Tuesday, February 8, 2011

Teaching What They Know

I thought for this post, I would express both the highs and lows that I experienced teaching media clips for our CSCL 1301W (Reading Culture) in a brief manner. For the course, in which we were investigating 'criticism culture,' i.e., the predominance of discourse that is critical of everything (What Not to Wear, Political Theater ala Fox News, etc.), I asked them to bring in any internet videos, news paper articles, etc. so that we could discuss them together as a way of beginning class. This was, when they actually brought in materials (about 50% of the time) a great way to start each class. As it was a one-day a week night class, this allowed us to discuss the clip in relation to what we had previously discussed, and it gave me the ability to foreshadow upcoming readings/concepts.

1) Complete failure - Juliet's Sassy Gay Friend. A somewhat quiet, but altogether brilliant older student, took serious exception to this clip--in the process of which he was 'forced' to express his own sexual position to the rest of the class in the midst of his criticism of the clip as being representative of hurtful stereotypes that he was invested in critiquing. I tried to follow the critique by situating the 'sassy gay' trope in relation to Hollywood under the Hays Code, and historicize the harmfulness of said trope, but really I felt like all the air had been sucked out of me. I screened the clip before class during my lecture prep, and I had intended to discuss it in relation to the question of authority, history, and 'great works,' that we had been working on in previous weeks. Yet, as Adorno critiques Benjamin's optimism of Chaplin, the laughs of the class were more directed at the the 'funny gay guy,' than the critique (as I saw it coming at the expense of the the canonical status of the text as 'the greatest love story ever'). Yet, I simply did not see this coming. That's what makes it all the worse for me in thinking that I might have implicitly been creating an environment that felt unsafe for the LGBT community.

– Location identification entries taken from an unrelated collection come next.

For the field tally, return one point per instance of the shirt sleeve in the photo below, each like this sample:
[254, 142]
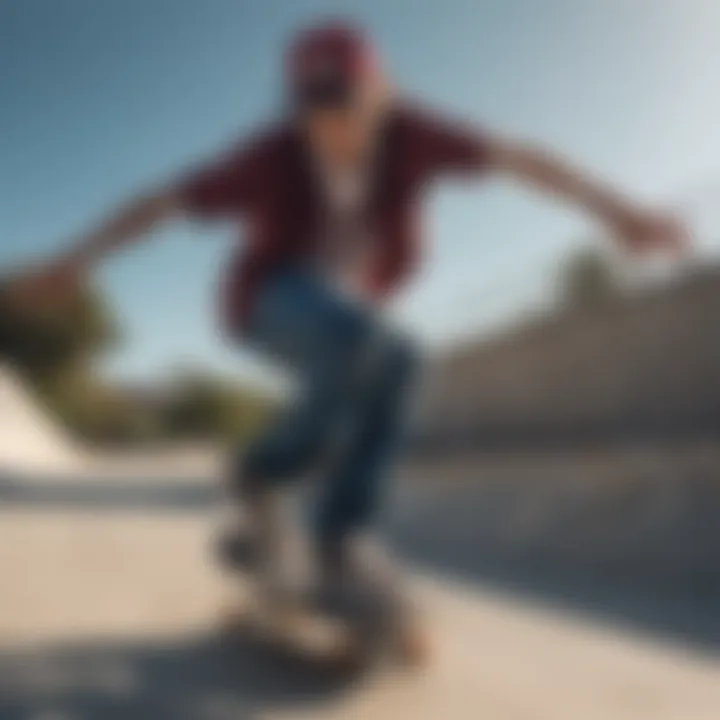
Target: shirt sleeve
[447, 147]
[226, 186]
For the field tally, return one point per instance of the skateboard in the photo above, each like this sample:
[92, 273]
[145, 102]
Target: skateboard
[286, 611]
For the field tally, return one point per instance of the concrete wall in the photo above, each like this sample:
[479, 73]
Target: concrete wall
[646, 364]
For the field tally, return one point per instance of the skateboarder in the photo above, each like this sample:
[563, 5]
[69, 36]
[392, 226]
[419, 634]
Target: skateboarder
[329, 196]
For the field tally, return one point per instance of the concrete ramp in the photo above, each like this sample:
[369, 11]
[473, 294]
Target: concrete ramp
[30, 440]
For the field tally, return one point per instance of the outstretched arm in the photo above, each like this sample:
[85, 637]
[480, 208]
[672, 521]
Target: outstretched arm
[637, 228]
[63, 273]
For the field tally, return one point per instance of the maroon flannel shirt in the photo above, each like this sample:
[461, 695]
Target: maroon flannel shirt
[268, 183]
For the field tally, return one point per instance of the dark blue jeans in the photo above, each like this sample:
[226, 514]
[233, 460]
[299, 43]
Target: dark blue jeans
[353, 375]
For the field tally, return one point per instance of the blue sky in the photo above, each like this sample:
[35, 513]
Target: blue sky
[101, 99]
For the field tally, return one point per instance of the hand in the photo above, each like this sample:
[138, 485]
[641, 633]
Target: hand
[645, 232]
[54, 284]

2) Great success -- Dave Chappelle on Gender and Dress. I also used other clips, from his other stand-up special, and received more positive comments about including this in my course than any other material. I decided to use this as a way of opening up a chapter from John Berger's Ways of Seeing -- namely his discussion of the construction of gender roles as they developed through the genre of painting 'nudes'. The basic thesis of the chapter is "Men act. Women are looked at." Chappelle, as you have seen, illustrates this is a very direct way--women at the club, "telling" men how they want them to act toward them (we, of course, complicate this as a culturally produced 'way of seeing' rather than a psychological/anthropological fact), and the police uniform which suggests his power to act. What I took from this is, as a colleague suggested, if I can teach them this through Dave Chappelle, why include Berger at all?

As an aside, in relation to this type of activity of discussing material in general, what are people's thoughts on foreshadowing. I often find myself using this technique in two ways. Firstly, I use it to table certain avenues of discussion -- e.g., a student talks about boredom and I say, "Yes. Good Point. We're actually going to be discussing the concept of boredom later alongside Adam Phillips," or something like that. Secondly, I attempt to use it to by means of demonstrating the cohesiveness of the constellation that we're attempting to develop throughout the course. I can't say that I have much experience as a student with this teacherly-act. As an act of critical pedagogy, should we put student responses on the table--while pointing to how these students are, in fact and so to speak, anticipating/understanding the trajectory of the course--or do we have a responsibility to engage these thoughts as they emerge? Any thoughts?